This issue tracker has been migrated to GitHub, and is currently read-only.
For more information, see the GitHub FAQs in the Python's Developer Guide.

classification
Title: list.sort() should do quick exit if len(list) <= 1
Type: performance Stage: patch review
Components: Interpreter Core Versions: Python 3.5
process
Status: closed Resolution: rejected
Dependencies: Superseder:
Assigned To: Nosy List: Sergey.Kirpichev, benjamin.peterson, mark.dickinson, matrixise, paul.moore, r.david.murray, rhettinger, tim.peters
Priority: normal Keywords: patch

Created on 2015-04-29 13:30 by Sergey.Kirpichev, last changed 2022-04-11 14:58 by admin. This issue is now closed.

Files
File name Uploaded Description Edit
trivial-sorting-py3.patch Sergey.Kirpichev, 2015-04-29 13:30 patch for python 3.[2-6]
0001-list.sort-Add-quick-exit-if-length-of-list-1.patch Sergey.Kirpichev, 2015-04-29 20:27 updated patch (with test) review
Messages (16)
msg242222 - (view) Author: Sergey B Kirpichev (Sergey.Kirpichev) * Date: 2015-04-29 13:30
If there is nothing to sort (i.e. one item), why call key function at all?
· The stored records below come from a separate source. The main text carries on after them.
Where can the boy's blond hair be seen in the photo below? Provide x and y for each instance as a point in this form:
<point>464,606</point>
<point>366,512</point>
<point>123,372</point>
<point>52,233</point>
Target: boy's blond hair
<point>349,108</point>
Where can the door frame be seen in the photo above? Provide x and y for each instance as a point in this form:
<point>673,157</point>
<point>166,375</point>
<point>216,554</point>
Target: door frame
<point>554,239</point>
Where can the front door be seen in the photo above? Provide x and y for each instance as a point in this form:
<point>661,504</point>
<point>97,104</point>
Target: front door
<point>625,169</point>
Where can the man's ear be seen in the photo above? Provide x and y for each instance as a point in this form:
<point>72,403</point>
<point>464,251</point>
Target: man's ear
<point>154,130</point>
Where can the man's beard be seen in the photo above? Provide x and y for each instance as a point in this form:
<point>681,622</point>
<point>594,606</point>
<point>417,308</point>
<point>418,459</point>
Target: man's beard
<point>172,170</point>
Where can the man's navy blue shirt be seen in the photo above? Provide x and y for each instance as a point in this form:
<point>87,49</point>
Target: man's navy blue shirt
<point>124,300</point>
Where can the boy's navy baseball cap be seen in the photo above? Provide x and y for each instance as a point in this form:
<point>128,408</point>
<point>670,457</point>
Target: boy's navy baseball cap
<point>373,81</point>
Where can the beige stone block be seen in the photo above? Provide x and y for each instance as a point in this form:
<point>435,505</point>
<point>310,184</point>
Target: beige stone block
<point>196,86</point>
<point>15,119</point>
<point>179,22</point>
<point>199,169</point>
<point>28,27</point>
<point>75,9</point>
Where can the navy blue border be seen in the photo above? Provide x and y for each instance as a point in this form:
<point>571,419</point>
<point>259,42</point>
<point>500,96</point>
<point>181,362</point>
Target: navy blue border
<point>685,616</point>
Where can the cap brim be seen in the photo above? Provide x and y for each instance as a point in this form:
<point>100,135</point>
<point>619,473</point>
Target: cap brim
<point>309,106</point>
In my practical situation, simplest key() function will lead to recursion in case of such trivial lists.  I can make similar cmp-type function (i.e. mycmp=lambda a, b: cmp(key(a), key(b))) and then wrap this with cmp_to_key.  But that looks silly.

Simple test case:
$ cat a.py
a = [1]

def spam(x):
    raise Exception

a.sort(key=spam)
print(a)
$ python a.py 
Traceback (most recent call last):
  File "a.py", line 6, in <module>
    a.sort(key=spam)
  File "a.py", line 4, in spam
    raise Exception
Exception
msg242223 - (view) Author: Stéphane Wirtel (matrixise) * (Python committer) Date: 2015-04-29 13:47
The patch is ok for me,
msg242226 - (view) Author: Sergey B Kirpichev (Sergey.Kirpichev) * Date: 2015-04-29 14:23
should I add a regression test?

If so, where?  ./Lib/test/test_sort.py?
msg242227 - (view) Author: Stéphane Wirtel (matrixise) * (Python committer) Date: 2015-04-29 14:31
Yep, add a regression test.
msg242228 - (view) Author: Benjamin Peterson (benjamin.peterson) * (Python committer) Date: 2015-04-29 14:32
Why does your key function depend on the size of the list? That seems like the root of the problem. Considering calling the key function is observable behavior, I don't think this should be changed. The patch makes behavior list.sort() inconsistent.
msg242230 - (view) Author: Raymond Hettinger (rhettinger) * (Python committer) Date: 2015-04-29 14:54
FWIW, I don't think this is worth special casing.
msg242231 - (view) Author: Mark Dickinson (mark.dickinson) * (Python committer) Date: 2015-04-29 14:55
> Considering calling the key function is observable behavior, I don't think this should be changed.

+1
msg242232 - (view) Author: Sergey B Kirpichev (Sergey.Kirpichev) * Date: 2015-04-29 15:03
On Wed, Apr 29, 2015 at 02:32:34PM +0000, Benjamin Peterson wrote:
> Why does your key function depend on the size of the list?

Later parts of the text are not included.